Endüstride giderek yaygınlaşmaya başlayan kolaboratif robotlar ve mobil robotlar, üretime esneklik, hız ve verim kazandırıyor.

Omron’un robot teknolojilerinde yenilikleri arasında bulunan her iki teknolojinin son kullanıcıya katkılarından bahseden Omron Ürün Pazarlama Müdürü Emrah Atalan, mobil robotlara ilişkin olarak

“Türkiye’de ilk defa bir filo yönetimini devreye aldık. İş ortağımız önce tek bir mobil robotla işe başladı ve olabilirliğini gördü. Ardından bunu filo olarak genişletmeye başladı. Şu anda bir merkezden yönetilen 11 tane mobil robotla taşıma işlemini gerçekleştiriyor.” diyor. 

Robot çözümlerinizde ne tür yenilikler var, neler sunuyorsunuz?

Biz aslında bütünleşik çözümler sunan bir teknoloji firmasıyız. Endüstriyel otomasyonda ihtiyaç duyulan anahtarlama elemanlarından elektriksel pano elemanlarına, komponentlerden güvenlik ürünlerine ve robot çözümlerine kadar birçok konuda çözüm sunan bir teknoloji firmasıyız. Yenilik olarak robot teknolojisinde iki farklı çözümümüz var. Bunlar genel anlamda hatta endüstride de daha yeni yeni kullanılmaya başlandı. İlki, kolaboratif robotlar. Endüstriyel robotlara yakın ama hızları daha düşük. Güvenlik açısından birtakım artıları var. İnsanla birlikte çalışabiliyor ama bu noktada kolaboratifin altını çizmek lazım. İşin içine insan girdiğinden dolayı mutlaka bir güvenlik risk payı var. Çünkü her ne kadar kolaboratif de olsa, bir robot varsa işin içerisinde insanla birlikte çalışma özelliği olsa bile mutlaka risk analizinin yapılması gerekiyor.
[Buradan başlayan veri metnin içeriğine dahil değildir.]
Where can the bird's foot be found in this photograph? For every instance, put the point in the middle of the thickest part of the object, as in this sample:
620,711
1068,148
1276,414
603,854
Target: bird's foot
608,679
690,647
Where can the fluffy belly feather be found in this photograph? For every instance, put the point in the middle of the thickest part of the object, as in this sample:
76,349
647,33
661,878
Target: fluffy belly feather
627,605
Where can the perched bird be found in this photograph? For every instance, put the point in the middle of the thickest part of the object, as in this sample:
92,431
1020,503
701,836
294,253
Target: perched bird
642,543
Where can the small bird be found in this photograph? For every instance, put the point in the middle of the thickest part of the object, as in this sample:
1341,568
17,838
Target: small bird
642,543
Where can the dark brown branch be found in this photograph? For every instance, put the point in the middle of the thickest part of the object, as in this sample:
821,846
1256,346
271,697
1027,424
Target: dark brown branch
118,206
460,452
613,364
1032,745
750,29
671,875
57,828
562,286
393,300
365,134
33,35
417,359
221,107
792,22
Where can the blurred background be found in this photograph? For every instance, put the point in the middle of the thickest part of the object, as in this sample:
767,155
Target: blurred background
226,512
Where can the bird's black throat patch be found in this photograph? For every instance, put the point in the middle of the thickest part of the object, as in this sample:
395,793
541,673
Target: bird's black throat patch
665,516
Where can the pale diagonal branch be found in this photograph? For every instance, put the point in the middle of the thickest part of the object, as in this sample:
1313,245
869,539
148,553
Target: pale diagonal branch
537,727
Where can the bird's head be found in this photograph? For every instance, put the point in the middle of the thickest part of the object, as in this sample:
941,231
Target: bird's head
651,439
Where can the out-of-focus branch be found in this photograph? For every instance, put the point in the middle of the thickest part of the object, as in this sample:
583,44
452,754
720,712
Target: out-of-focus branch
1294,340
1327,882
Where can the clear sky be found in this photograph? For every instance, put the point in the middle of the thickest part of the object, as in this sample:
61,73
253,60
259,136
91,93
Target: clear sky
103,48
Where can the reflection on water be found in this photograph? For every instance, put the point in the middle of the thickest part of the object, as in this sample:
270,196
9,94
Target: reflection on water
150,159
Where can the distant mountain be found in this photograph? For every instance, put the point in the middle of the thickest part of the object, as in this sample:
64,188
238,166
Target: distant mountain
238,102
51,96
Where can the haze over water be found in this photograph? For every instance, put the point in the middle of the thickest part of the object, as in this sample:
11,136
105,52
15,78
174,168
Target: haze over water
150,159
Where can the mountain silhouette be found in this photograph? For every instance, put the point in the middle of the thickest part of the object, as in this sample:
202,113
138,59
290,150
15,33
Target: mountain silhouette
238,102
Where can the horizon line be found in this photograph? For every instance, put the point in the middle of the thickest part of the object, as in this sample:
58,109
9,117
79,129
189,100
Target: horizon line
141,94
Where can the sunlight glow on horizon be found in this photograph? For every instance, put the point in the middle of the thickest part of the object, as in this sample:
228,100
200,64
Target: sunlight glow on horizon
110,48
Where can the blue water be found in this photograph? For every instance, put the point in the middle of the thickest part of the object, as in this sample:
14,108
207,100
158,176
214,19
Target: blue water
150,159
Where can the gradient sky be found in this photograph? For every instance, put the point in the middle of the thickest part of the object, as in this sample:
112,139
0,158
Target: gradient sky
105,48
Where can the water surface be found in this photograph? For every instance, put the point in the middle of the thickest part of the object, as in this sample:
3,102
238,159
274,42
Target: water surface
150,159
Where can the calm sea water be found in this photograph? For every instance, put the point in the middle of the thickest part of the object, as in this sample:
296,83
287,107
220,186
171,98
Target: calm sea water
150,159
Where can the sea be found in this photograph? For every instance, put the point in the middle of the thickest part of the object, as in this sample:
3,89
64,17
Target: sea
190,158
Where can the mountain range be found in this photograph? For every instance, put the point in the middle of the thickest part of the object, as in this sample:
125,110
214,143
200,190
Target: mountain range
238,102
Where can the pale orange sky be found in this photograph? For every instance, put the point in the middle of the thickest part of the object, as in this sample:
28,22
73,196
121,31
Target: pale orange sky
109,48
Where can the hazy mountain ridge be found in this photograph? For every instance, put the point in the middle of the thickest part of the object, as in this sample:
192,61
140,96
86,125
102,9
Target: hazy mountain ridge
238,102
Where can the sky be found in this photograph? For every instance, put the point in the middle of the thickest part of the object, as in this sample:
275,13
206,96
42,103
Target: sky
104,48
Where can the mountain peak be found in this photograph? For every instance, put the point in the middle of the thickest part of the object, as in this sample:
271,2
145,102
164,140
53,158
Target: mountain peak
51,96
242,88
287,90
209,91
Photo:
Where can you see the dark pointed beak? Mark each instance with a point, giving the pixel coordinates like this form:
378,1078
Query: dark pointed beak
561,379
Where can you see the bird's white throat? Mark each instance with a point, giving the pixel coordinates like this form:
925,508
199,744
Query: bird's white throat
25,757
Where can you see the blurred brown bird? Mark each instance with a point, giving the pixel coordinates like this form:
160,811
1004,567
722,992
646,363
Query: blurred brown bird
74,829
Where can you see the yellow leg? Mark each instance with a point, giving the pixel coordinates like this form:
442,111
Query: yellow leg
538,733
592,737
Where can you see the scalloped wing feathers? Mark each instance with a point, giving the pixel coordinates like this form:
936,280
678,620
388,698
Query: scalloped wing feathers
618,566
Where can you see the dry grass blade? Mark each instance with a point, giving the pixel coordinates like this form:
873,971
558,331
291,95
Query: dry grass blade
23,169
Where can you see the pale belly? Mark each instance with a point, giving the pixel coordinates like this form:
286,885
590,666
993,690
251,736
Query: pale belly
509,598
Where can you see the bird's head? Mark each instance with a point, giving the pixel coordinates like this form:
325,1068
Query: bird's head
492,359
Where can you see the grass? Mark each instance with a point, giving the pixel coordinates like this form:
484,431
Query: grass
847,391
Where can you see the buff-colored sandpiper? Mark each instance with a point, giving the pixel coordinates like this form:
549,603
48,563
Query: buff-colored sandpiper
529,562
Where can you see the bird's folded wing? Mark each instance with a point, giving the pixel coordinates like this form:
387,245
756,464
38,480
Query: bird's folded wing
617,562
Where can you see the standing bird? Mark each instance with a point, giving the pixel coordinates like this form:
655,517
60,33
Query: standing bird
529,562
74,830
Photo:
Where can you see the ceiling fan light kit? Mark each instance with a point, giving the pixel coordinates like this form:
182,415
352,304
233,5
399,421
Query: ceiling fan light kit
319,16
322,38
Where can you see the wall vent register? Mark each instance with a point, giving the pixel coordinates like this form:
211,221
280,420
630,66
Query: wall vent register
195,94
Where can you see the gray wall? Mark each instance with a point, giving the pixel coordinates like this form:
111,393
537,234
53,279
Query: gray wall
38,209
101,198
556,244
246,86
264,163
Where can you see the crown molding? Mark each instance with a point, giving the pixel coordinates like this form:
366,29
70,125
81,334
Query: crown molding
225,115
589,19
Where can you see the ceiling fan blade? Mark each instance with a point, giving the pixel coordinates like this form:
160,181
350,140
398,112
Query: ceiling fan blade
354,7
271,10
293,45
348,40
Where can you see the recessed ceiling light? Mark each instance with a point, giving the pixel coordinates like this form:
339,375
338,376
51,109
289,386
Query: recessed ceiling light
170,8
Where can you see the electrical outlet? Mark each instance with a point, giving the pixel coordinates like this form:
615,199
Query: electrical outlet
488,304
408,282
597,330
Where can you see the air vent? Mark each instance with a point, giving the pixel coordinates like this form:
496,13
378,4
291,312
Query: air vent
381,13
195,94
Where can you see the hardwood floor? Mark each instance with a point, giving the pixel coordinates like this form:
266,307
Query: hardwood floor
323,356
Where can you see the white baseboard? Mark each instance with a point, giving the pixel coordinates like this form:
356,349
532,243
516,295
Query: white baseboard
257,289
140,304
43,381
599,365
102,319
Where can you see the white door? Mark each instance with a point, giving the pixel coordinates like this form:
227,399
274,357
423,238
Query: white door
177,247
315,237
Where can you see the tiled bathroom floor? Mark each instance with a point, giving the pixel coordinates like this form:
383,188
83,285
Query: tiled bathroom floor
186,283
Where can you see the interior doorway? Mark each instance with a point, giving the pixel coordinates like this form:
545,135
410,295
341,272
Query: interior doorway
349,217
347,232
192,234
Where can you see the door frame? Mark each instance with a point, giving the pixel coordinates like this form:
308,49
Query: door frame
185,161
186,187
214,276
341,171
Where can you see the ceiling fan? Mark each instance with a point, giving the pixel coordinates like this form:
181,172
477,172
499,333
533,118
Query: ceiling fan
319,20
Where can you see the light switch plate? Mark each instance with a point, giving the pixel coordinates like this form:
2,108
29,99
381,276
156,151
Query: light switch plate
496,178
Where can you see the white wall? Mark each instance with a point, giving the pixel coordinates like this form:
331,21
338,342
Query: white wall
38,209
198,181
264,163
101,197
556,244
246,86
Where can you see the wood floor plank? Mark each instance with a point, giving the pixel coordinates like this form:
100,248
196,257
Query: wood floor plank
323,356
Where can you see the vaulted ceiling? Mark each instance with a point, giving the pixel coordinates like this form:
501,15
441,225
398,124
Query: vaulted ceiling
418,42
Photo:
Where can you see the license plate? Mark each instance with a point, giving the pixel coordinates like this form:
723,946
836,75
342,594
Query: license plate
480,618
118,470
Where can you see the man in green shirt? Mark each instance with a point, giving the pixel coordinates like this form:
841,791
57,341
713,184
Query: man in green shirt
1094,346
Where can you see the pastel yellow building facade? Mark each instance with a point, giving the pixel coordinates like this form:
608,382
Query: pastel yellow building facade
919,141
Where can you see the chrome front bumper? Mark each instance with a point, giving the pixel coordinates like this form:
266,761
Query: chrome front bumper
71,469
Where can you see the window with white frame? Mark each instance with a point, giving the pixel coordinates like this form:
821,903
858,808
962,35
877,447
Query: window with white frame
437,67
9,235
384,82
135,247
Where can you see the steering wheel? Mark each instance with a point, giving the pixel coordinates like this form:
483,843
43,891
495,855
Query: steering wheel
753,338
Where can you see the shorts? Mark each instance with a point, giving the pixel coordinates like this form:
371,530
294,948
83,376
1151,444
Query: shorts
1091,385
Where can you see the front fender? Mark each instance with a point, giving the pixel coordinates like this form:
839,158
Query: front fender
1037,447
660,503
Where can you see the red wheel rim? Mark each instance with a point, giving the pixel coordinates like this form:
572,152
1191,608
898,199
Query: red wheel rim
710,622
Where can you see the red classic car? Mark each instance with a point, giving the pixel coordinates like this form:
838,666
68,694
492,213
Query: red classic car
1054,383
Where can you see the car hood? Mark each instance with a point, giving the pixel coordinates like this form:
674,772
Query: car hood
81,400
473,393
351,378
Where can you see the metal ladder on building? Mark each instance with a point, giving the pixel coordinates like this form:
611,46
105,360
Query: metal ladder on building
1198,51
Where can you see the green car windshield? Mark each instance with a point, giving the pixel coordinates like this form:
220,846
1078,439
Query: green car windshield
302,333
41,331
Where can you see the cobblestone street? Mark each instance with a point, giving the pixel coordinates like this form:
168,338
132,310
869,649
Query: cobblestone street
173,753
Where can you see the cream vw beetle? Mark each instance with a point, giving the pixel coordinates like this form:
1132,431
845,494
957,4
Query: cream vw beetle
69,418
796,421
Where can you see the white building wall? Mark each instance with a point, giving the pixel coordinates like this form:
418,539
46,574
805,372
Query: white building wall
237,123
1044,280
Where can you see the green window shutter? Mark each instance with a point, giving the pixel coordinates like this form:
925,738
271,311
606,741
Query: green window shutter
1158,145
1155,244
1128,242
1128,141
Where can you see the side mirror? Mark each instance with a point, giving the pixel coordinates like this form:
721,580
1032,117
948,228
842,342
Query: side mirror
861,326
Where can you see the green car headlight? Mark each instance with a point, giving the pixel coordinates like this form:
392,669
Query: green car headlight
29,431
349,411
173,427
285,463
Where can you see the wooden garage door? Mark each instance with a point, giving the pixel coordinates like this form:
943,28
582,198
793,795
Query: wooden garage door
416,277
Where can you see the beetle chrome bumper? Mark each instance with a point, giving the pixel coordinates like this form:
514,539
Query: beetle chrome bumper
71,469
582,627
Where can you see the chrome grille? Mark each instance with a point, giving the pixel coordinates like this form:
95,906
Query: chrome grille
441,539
Peki firmalar, çalışanla bu sistemi nasıl entegre edecekler?

Kolaboratif robot insanla çalışabilen bir robot. Baktığınız zaman mantığı aynı. Programlaması, ara yüzleri daha kolay ama asıl önemli olan şu; hızları düşük ve diğer robotlardaki gibi çok esnek kullanabiliyorsunuz. Diğer endüstriyel robotlarda hızları dolayısıyla, yüksek performans robotlarında arada bir güvenlik fensi oluyor, güvenlik önlemlerinizi almanız lazım. İnsanın sahaya girmesi belli ekipmanlarla kısıtlanıyor. Bu nedenle insanla birlikte çalışması önemli. Arayüzü çok kolay, çok kısa sürede devreye alınıyor ve en önemlisi esnek. Artık günümüz teknolojisinde üretim yaparken hatlardan çok farklı ürünler geçiyor. Tek bir hattan birden fazla ürün, farklı özellikteki ürünler geçebiliyor. Bu da tüketicinin talebi doğrultusunda olan bir şey. Bu nedenle kolaboratif robot ilgi görüyor. Çünkü hem hızlı bir şekilde devreye alıyorsunuz hem de mühendislik süresini kısaltıyorsunuz. İnsanla beraber çalışması güvenlik önlemlerini almanızda biraz daha diğeriyle kıyasladığınızda azaltıyor. Ayrıca ömrü uzun, kullanımı rahat ve tabii ki en önemli özelliği yapısı gereği modüler. Yani bir yerden alıp diğer yere rahatlıkla taşıyıp, orada hızlıca programlayıp kullanabiliyorsunuz. Farklı farklı bantlarda kullanabilme imkanınız var.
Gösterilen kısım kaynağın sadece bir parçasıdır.